Open dhersz opened 3 years ago
Using data.table::fread(qmethod = "escape")
didn't help.
library(gtfsio)
path <- system.file("extdata/ggl_gtfs.zip", package = "gtfsio")
gtfs <- import_gtfs(path, files = "routes")
gtfs
#> $routes
#> route_id route_short_name route_long_name
#> 1: A 17 Mission
#> route_desc route_type
#> 1: The ""A"" route travels from lower Mission to Downtown. 3
tmp <- tempfile(fileext = ".zip")
export_gtfs(gtfs, tmp)
gtfs <- import_gtfs(tmp)
#> Warning in data.table::fread(file.path(tmpdir, file_txt), nrows = 1):
#> Found and resolved improper quoting out-of-sample. First healed line
#> 2: <<A,17,Mission,"The \"\"A\"\" route travels from lower Mission to
#> Downtown.",3>>. If the fields are not quoted (e.g. field separator does not
#> appear within any field), try quote="" to avoid this warning.
gtfs
#> $routes
#> route_id route_short_name route_long_name
#> 1: A 17 Mission
#> route_desc route_type
#> 1: The \\"\\"A\\"\\" route travels from lower Mission to Downtown. 3
export_gtfs(gtfs, tmp)
gtfs <- import_gtfs(tmp)
#> Warning in data.table::fread(file.path(tmpdir, file_txt), nrows = 1):
#> Found and resolved improper quoting out-of-sample. First healed line 2:
#> <<A,17,Mission,"The \\\"\\\"A\\\"\\\" route travels from lower Mission to
#> Downtown.",3>>. If the fields are not quoted (e.g. field separator does not
#> appear within any field), try quote="" to avoid this warning.
gtfs
#> $routes
#> route_id route_short_name route_long_name
#> 1: A 17 Mission
#> route_desc
#> 1: The \\\\\\"\\\\\\"A\\\\\\"\\\\\\" route travels from lower Mission to Downtown.
#> route_type
#> 1: 3
This is how routes.txt
is specified in Google Example Feed:
route_id,route_short_name,route_long_name,route_desc,route_type
A,17,Mission,"The ""A"" route travels from lower Mission to Downtown.",3
Reproducing this issue with pure data.table:
library(data.table)
tmp <- tempfile(fileext = ".csv")
writeLines("col,col2\n\"hi \"\"my friend\"\"\",2", tmp)
dt <- fread(tmp)
dt
#> col col2
#> 1: hi ""my friend"" 2
fwrite(dt, tmp)
new_dt <- fread(tmp)
new_dt
#> col col2
#> 1: hi """"my friend"""" 2
fwrite(new_dt, tmp)
newer_dt <- fread(tmp)
newer_dt
#> col col2
#> 1: hi """"""""my friend"""""""" 2
With only one double quote fread first recovers from an issue, but then the problem persists:
library(data.table)
tmp <- tempfile(fileext = ".csv")
writeLines("col,col2\n\"hi \"my friend\"\",2", tmp)
dt <- fread(tmp)
#> Warning in fread(tmp): Found and resolved improper quoting in first 100 rows.

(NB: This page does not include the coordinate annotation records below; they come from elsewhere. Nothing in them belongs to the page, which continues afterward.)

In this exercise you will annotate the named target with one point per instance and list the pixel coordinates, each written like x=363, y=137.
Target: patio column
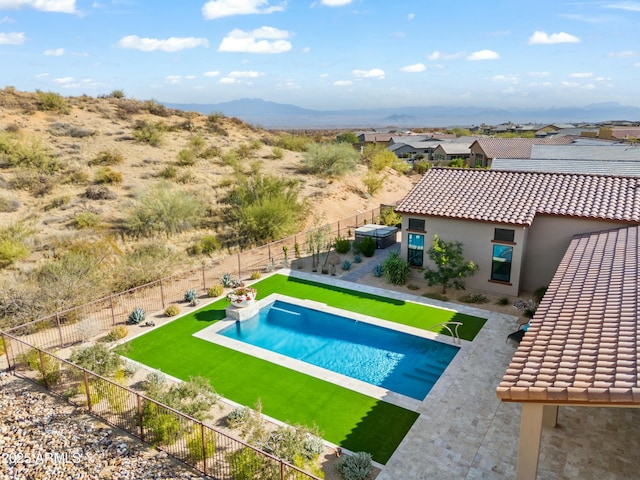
x=529, y=446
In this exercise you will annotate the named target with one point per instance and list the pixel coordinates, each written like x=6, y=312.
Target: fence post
x=44, y=374
x=5, y=345
x=59, y=329
x=86, y=388
x=204, y=448
x=140, y=416
x=113, y=313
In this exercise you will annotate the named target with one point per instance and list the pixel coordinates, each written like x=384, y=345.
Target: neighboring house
x=582, y=346
x=484, y=150
x=515, y=225
x=445, y=152
x=603, y=159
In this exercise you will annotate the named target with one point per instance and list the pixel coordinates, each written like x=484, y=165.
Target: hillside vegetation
x=98, y=195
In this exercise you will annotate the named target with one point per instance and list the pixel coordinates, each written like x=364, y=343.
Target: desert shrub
x=99, y=359
x=163, y=209
x=330, y=160
x=186, y=157
x=148, y=132
x=343, y=245
x=99, y=192
x=395, y=270
x=169, y=172
x=8, y=205
x=436, y=296
x=474, y=298
x=215, y=291
x=136, y=316
x=106, y=175
x=51, y=365
x=117, y=333
x=86, y=220
x=355, y=467
x=373, y=182
x=367, y=246
x=107, y=158
x=51, y=102
x=14, y=240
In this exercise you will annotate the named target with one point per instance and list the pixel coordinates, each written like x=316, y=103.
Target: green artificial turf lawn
x=347, y=418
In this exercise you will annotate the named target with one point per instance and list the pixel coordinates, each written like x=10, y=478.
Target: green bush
x=86, y=220
x=107, y=158
x=215, y=291
x=99, y=359
x=330, y=160
x=343, y=245
x=395, y=270
x=108, y=176
x=355, y=467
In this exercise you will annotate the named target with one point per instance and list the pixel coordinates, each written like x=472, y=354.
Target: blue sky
x=327, y=54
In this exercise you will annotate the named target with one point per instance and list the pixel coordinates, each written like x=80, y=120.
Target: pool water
x=397, y=361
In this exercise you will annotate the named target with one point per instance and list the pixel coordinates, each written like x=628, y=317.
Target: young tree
x=451, y=268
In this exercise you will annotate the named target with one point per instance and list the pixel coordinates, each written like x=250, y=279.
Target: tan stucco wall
x=549, y=238
x=476, y=239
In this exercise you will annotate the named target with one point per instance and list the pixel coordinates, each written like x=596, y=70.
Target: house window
x=417, y=224
x=415, y=255
x=501, y=264
x=503, y=235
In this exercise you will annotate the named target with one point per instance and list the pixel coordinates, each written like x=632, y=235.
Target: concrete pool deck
x=465, y=432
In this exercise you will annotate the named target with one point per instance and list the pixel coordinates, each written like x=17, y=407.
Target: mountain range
x=273, y=115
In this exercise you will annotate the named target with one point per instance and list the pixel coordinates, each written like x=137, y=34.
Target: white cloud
x=261, y=40
x=484, y=55
x=226, y=8
x=543, y=38
x=60, y=6
x=172, y=44
x=507, y=78
x=335, y=3
x=436, y=55
x=57, y=52
x=13, y=38
x=581, y=75
x=373, y=73
x=415, y=68
x=629, y=6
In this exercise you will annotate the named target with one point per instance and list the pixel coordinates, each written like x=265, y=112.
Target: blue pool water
x=397, y=361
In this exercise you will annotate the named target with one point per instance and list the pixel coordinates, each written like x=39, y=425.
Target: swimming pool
x=397, y=361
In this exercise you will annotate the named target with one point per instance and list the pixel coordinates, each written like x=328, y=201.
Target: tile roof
x=517, y=197
x=583, y=344
x=516, y=147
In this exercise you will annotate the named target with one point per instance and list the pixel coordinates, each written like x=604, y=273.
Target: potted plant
x=242, y=296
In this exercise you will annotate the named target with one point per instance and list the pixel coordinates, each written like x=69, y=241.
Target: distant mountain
x=268, y=114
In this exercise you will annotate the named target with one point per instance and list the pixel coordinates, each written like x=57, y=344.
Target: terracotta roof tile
x=517, y=197
x=591, y=354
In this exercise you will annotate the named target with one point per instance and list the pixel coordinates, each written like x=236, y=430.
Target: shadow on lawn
x=380, y=431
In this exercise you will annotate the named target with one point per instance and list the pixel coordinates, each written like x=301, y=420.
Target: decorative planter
x=242, y=297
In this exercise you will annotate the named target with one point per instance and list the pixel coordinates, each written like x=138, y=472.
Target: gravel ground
x=42, y=437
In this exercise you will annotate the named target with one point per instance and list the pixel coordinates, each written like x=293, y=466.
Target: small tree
x=451, y=267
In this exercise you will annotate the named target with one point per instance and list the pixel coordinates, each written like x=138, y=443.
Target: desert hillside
x=72, y=167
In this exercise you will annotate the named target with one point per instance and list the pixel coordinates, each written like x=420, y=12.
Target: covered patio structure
x=582, y=346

#> If the fields are not quoted (e.g. field separator does not appear within any
#> field), try quote="" to avoid this warning.
dt
#> col col2
#> 1: hi "my friend" 2
fwrite(dt, tmp)
new_dt <- fread(tmp)
new_dt
#> col col2
#> 1: hi ""my friend"" 2
fwrite(new_dt, tmp)
newer_dt <- fread(tmp)
newer_dt
#> col col2
#> 1: hi """"my friend"""" 2
This seems a data.table
bug.
data.table::fwrite()
includes the qmethod
argument to deal with embedded double quotes. By default ("double"
) the double quote is doubled with another one (quoted that from the function documentation).

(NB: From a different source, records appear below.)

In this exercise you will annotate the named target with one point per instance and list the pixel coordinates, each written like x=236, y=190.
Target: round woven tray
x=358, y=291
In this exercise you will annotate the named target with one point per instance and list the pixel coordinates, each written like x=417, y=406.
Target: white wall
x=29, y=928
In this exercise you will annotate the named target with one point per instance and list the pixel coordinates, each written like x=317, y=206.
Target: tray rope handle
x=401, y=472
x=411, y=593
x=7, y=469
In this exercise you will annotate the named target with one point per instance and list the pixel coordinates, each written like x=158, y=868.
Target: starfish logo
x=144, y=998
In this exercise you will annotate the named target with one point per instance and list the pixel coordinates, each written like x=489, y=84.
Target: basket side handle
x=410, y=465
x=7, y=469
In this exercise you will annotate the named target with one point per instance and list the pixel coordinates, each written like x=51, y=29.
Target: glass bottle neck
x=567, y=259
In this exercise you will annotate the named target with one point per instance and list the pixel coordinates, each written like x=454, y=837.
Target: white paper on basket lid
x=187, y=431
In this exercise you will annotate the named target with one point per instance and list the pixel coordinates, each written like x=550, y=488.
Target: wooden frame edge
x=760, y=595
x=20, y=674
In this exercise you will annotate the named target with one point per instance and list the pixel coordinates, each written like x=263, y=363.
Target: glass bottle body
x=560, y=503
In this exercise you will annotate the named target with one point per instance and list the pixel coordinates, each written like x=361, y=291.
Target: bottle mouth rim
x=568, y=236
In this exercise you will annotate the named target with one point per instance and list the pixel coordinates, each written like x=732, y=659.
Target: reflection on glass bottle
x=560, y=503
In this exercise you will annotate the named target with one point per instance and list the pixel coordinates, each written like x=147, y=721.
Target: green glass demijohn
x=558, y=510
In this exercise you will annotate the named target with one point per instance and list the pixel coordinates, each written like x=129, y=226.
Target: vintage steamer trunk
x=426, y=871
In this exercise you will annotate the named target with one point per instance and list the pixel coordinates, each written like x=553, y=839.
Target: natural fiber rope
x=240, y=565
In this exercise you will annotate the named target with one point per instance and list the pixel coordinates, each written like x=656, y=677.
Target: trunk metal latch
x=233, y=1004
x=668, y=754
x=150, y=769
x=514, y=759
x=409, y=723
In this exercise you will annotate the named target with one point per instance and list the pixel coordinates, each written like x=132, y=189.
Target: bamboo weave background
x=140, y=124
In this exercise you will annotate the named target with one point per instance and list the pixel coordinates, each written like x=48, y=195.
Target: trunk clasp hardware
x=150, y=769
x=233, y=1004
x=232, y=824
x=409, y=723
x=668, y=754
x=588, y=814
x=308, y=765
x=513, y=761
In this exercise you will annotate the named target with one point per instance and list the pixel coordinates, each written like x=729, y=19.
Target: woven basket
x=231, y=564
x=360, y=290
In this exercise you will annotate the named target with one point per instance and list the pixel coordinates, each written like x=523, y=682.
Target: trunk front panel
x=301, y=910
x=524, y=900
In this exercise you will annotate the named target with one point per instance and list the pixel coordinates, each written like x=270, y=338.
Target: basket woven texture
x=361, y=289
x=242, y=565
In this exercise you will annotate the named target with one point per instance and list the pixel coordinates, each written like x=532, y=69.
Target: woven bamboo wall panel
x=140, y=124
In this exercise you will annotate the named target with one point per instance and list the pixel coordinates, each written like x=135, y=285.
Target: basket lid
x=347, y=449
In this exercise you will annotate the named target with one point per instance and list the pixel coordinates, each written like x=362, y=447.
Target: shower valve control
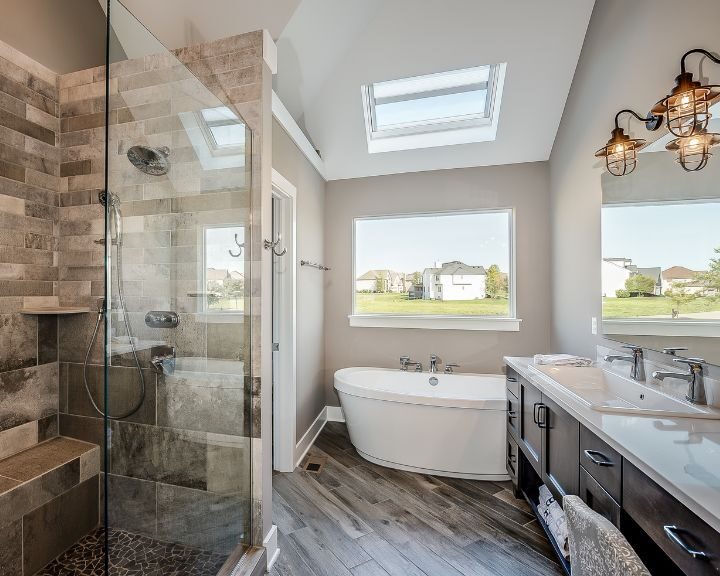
x=162, y=319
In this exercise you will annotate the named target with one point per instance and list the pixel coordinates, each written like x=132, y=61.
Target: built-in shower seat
x=49, y=498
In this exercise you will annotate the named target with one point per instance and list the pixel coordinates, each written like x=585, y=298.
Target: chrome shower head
x=149, y=160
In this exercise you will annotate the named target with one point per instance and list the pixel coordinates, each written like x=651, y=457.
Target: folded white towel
x=561, y=360
x=554, y=516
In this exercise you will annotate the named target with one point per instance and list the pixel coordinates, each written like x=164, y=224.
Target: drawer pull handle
x=672, y=533
x=598, y=458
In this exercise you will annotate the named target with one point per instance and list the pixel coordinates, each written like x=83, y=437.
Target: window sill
x=659, y=327
x=435, y=322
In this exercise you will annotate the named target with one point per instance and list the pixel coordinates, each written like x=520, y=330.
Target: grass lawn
x=653, y=306
x=401, y=304
x=229, y=304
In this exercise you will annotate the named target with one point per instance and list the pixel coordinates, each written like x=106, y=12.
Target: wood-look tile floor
x=356, y=518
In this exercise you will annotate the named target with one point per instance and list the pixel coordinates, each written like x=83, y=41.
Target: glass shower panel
x=178, y=487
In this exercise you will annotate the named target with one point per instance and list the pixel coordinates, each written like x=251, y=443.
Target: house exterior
x=454, y=281
x=615, y=272
x=393, y=281
x=681, y=275
x=217, y=275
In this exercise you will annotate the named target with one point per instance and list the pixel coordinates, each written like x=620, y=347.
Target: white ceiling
x=179, y=23
x=330, y=48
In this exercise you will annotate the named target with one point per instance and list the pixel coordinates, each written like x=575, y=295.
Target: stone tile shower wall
x=29, y=185
x=179, y=467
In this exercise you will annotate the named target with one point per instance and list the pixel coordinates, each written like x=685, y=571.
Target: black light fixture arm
x=652, y=121
x=697, y=51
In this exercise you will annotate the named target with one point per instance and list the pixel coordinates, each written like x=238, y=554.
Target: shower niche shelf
x=56, y=310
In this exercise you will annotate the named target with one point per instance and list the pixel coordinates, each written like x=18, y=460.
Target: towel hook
x=241, y=246
x=272, y=245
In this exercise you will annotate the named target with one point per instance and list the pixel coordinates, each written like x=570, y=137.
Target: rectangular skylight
x=455, y=107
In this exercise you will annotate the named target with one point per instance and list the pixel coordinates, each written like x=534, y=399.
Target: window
x=456, y=107
x=224, y=269
x=224, y=130
x=441, y=270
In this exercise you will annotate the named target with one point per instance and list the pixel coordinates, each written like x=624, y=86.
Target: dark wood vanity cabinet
x=547, y=445
x=560, y=443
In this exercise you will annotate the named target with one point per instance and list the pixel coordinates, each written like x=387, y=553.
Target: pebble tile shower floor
x=131, y=555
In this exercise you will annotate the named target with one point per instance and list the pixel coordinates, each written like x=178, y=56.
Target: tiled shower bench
x=49, y=498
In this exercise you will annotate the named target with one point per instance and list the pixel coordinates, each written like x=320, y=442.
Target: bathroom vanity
x=656, y=478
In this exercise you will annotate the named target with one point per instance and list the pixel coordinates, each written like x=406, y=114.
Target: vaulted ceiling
x=330, y=48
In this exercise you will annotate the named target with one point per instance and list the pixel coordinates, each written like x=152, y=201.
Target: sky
x=411, y=244
x=662, y=235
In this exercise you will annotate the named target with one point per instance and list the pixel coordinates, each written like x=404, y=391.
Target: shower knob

So double double-quotes should be read as a single double-quote (this got confusing, but I mean that a field with a ""
should be parsed simply as "
). But by default fread()
doesn't do that, as you can see, it keeps the double double-quotes duplicated (lol). And when you write it with fwrite()

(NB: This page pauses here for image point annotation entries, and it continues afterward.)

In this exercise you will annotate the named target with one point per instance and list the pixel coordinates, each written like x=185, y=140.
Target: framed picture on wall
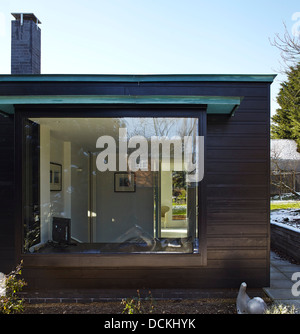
x=55, y=177
x=124, y=182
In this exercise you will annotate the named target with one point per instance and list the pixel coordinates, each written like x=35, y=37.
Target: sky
x=156, y=36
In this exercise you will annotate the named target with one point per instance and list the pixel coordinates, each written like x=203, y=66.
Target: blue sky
x=155, y=36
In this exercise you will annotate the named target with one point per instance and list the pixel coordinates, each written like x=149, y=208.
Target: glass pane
x=110, y=185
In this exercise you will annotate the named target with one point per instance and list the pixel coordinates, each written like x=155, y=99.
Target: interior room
x=72, y=206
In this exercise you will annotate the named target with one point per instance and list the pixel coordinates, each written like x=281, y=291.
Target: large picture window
x=110, y=185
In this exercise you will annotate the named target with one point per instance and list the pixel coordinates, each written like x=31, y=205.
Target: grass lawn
x=285, y=205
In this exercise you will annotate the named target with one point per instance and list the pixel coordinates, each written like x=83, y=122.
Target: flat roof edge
x=140, y=78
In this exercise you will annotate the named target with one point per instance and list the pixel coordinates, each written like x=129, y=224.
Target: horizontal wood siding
x=237, y=189
x=7, y=235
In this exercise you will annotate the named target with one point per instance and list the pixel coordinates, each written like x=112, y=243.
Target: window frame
x=152, y=260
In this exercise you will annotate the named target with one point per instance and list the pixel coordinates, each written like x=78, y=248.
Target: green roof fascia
x=139, y=78
x=216, y=104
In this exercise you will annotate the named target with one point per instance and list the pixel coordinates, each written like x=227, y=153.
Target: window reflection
x=83, y=210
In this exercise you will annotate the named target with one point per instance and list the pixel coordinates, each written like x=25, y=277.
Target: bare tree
x=289, y=45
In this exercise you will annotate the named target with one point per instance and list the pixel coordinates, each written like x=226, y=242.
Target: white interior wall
x=45, y=214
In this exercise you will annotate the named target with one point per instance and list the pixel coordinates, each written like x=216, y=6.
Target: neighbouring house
x=78, y=224
x=285, y=167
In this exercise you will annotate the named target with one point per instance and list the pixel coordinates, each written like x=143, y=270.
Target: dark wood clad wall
x=238, y=189
x=237, y=180
x=7, y=224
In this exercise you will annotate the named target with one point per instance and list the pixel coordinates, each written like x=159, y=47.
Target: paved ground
x=280, y=289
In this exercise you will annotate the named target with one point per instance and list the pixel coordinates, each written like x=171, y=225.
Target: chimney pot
x=25, y=44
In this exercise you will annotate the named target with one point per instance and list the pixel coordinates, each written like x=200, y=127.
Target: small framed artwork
x=124, y=182
x=55, y=176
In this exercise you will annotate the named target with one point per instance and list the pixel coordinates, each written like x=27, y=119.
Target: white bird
x=246, y=305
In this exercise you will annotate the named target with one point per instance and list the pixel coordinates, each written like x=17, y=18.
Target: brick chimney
x=25, y=44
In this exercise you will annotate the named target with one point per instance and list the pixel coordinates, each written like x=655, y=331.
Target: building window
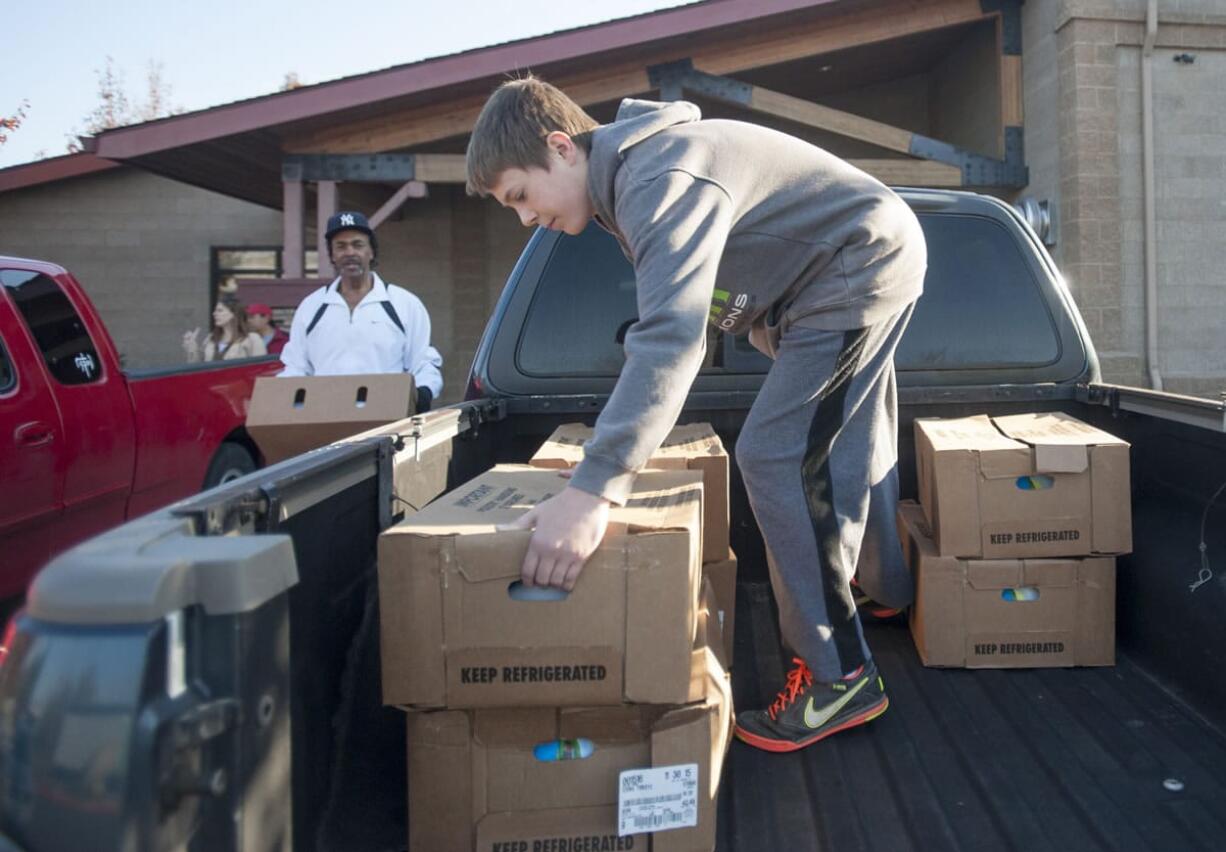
x=231, y=262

they get yet again doubled, which results in this error.
That's how I interpret this issue. I'll see if I file an issue in data.table
repo soon.
Definitely a bug in data.table:
library(data.table)
tmp <- tempfile(fileext = ".csv")
writeLines("col,col2\n\"hi \"\"my friend\"\"\",2", tmp)
dt <- fread(tmp)
dt
#> col col2
#> 1: hi ""my friend"" 2
df <- read.csv(tmp)
df
#> col col2
#> 1 hi "my friend" 2
tbl <- readr::read_csv(tmp)
#>
#> ── Column specification ────────────────────────────────────────────────────────
#> cols(
#> col = col_character(),
#> col2 = col_double()
#> )
tbl
#> # A tibble: 1 x 2
#> col col2
#> <chr> <dbl>
#> 1 "hi \"my friend\"" 2
Issue filed: https://github.com/Rdatatable/data.table/issues/5088 (duplicate of https://github.com/Rdatatable/data.table/issues/4779).
Weird behaviour.